Virgil
Posts:
8,833
Registered:
1/6/11


Re: Matheology sqrt(2): WM admits to unlistability of 0/1 sequences
Posted:
Dec 22, 2013 12:41 AM


In article <2d1af107cc9c4643be5783b64d37b6d7@googlegroups.com>, jonas.thornvall@gmail.com wrote:
> > There are two ways of viewing 0.999..., either as a number carried out > > to infinitley many decimal places or as the sequence of finitely long > > decimals 0.9, 0.99,0.999, ... having the infinitiely long decimal, > > 0.999... as its limit. > > > > For either interpetation, the final value differs from 1 by the amount 0. > > No there is no instance of iterated .999... following a zero that will add up > to 1.
Does jonas.thornvall claim that there is any numerical difference between 0.999... And s = sum_(n in N) 9/10^n ? > > Not even after infinitly many added nines to form an infinite sequense > whatever that can be, this is easily seen as the difference after infinitly > many added nines still will be infinitly many zeros followed by a 1.
In my world, infinity many zeros following a decimal point make any susequenct trailing digits irrelevant.
Or does jonas.thornvall wish to propose some nouveau theory of infinitesmals to this discussion? > > You will approach 1 forever, but you will never get there.
Depends on whether one take the high road or the low road, you clearly have taken the wrong road.

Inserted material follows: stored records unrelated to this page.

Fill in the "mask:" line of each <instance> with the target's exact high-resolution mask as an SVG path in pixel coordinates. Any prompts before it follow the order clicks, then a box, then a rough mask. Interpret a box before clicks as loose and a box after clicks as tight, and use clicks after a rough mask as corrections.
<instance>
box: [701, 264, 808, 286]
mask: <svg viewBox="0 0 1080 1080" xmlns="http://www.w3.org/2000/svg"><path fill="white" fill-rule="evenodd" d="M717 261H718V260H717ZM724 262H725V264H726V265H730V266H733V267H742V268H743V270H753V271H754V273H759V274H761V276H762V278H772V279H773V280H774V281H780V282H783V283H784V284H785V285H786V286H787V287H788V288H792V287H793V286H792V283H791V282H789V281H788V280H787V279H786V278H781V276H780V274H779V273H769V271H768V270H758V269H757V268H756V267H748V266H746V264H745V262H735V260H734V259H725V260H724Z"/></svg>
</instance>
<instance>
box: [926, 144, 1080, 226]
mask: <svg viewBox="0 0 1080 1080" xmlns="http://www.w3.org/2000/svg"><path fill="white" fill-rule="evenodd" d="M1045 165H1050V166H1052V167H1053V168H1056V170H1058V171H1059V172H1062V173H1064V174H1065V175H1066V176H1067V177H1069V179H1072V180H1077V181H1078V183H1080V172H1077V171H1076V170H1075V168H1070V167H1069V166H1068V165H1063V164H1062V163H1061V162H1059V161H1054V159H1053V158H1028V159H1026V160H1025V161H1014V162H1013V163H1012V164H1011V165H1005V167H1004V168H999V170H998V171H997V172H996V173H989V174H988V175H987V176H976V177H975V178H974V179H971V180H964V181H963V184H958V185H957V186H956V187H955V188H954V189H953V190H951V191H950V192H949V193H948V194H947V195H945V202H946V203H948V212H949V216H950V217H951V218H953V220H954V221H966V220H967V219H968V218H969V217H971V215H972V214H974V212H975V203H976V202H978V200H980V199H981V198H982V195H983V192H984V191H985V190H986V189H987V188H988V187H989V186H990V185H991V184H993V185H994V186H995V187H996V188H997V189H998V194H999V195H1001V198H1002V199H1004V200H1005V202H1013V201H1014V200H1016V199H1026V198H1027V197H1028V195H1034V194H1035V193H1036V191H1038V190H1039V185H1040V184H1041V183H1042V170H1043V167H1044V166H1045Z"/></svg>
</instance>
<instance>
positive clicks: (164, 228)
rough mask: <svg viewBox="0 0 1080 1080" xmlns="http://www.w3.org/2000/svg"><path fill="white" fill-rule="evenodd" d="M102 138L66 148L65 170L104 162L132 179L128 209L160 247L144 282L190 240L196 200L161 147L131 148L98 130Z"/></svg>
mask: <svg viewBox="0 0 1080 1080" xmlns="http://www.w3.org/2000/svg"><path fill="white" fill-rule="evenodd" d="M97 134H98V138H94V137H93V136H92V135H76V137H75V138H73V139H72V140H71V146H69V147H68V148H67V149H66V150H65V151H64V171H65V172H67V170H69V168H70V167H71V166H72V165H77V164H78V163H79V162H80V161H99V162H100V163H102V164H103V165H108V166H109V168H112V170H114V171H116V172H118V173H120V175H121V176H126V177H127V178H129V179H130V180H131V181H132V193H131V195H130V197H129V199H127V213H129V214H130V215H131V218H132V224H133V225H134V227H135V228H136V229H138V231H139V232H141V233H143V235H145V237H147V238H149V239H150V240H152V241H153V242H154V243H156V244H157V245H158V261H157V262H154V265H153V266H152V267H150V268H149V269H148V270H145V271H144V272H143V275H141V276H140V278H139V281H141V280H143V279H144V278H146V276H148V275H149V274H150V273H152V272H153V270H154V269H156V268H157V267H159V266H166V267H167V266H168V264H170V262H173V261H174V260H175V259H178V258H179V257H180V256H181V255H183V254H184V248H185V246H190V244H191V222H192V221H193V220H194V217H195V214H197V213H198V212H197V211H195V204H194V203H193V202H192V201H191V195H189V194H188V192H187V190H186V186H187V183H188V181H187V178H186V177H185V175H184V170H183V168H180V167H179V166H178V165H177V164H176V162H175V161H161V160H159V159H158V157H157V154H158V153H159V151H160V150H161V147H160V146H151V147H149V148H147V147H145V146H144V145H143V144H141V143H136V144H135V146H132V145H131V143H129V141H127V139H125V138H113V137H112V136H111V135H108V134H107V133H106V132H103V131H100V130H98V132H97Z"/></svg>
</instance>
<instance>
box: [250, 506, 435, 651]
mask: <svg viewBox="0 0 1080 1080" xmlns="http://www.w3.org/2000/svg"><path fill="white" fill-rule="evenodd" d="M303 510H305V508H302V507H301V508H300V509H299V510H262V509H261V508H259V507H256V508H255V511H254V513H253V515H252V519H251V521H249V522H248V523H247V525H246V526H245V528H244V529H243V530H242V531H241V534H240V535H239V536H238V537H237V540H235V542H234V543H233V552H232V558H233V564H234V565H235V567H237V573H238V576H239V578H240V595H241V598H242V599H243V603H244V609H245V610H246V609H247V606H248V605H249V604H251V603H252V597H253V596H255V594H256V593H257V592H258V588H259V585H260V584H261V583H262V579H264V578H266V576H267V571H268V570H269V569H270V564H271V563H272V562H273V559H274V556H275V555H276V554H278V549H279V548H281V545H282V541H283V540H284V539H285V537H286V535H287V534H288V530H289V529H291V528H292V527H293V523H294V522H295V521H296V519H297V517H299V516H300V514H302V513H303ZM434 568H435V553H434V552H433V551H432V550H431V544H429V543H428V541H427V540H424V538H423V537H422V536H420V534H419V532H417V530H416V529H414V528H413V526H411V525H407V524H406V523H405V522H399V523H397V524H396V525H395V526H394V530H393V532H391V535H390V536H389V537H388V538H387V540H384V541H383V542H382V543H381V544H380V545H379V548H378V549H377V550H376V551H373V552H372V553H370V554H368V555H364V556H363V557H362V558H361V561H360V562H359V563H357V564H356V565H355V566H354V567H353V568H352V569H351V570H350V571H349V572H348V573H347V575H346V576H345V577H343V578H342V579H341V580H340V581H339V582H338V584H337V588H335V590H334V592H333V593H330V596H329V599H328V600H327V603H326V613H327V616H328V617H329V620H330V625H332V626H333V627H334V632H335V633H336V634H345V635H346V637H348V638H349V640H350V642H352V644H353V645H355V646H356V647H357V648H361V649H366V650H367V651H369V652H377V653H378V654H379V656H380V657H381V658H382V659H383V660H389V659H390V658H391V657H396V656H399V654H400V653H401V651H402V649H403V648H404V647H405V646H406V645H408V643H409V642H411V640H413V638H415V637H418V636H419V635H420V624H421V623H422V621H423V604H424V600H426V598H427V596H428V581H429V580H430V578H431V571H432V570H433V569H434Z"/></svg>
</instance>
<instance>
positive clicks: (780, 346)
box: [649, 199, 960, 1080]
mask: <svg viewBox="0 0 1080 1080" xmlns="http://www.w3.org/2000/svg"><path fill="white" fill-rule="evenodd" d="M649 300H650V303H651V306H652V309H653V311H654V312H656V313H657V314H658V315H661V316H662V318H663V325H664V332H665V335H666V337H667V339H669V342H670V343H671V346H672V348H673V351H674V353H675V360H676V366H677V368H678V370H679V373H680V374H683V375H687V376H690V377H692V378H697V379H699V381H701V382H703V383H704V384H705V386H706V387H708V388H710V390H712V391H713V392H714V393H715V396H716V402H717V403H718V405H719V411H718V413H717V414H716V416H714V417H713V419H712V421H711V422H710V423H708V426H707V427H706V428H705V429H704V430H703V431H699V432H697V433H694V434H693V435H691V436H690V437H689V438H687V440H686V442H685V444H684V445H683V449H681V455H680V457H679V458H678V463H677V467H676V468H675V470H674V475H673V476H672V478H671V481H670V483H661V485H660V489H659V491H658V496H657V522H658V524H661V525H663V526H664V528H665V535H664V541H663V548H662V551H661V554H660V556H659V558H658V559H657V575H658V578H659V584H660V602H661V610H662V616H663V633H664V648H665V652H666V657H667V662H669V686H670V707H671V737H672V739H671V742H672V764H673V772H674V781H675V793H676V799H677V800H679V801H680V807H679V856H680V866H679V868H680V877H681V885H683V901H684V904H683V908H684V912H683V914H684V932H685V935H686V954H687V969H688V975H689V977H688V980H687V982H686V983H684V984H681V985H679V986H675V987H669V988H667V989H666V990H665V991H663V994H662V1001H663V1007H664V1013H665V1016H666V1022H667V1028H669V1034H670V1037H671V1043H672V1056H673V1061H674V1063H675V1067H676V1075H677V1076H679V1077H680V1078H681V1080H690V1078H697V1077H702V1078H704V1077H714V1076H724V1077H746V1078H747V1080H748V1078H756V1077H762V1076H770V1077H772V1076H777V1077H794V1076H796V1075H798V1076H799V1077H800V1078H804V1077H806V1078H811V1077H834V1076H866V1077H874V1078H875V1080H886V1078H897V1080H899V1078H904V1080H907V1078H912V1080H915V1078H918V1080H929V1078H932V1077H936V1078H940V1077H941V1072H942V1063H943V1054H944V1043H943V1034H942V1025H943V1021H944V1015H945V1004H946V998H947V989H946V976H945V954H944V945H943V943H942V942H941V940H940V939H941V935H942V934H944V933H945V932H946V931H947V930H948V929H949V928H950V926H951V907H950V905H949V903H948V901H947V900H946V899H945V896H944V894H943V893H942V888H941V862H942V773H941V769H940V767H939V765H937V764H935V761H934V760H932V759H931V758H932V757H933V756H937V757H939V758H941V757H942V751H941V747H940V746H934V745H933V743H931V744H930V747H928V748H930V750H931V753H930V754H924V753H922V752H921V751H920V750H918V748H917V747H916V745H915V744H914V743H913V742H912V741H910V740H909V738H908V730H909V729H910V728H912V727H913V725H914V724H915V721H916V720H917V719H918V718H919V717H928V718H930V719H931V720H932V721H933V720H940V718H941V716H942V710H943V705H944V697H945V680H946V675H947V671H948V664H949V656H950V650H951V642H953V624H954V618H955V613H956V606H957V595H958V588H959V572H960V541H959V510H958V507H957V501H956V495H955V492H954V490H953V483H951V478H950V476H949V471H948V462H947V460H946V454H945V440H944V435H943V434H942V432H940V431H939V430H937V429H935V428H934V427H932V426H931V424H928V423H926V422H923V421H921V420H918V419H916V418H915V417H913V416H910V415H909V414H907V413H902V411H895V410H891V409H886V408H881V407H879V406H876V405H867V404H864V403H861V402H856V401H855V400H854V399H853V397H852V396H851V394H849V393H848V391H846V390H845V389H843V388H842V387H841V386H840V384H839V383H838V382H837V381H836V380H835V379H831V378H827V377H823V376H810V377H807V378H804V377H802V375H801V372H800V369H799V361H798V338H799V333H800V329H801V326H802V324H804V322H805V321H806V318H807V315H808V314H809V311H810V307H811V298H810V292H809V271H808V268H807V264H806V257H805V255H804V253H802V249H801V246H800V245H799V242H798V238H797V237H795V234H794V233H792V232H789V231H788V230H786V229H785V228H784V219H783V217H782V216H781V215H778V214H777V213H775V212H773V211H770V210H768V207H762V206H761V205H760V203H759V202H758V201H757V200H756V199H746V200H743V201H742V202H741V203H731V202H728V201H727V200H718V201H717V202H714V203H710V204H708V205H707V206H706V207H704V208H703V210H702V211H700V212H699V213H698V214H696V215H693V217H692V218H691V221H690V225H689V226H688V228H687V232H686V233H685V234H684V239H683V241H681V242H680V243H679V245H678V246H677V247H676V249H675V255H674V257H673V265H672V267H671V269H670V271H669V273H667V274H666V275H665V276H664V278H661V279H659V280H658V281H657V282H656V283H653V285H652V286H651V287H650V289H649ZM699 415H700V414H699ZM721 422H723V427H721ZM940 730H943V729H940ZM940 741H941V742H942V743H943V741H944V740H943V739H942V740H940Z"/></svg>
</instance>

> But if we use a bijective base ten a number like 9A, .999A , 9999A, 99999999A > all equals 1 however .999 .999... will not in a bijective base.
What in Niffflehiem is a "bijective" base? The ones I am familiar with are all merely positive integers greater than 1. And since only one of your "9A, .999A , 9999A, 99999999A" above contains a point, whether decimal or bijective, three of them do NOT equal 1.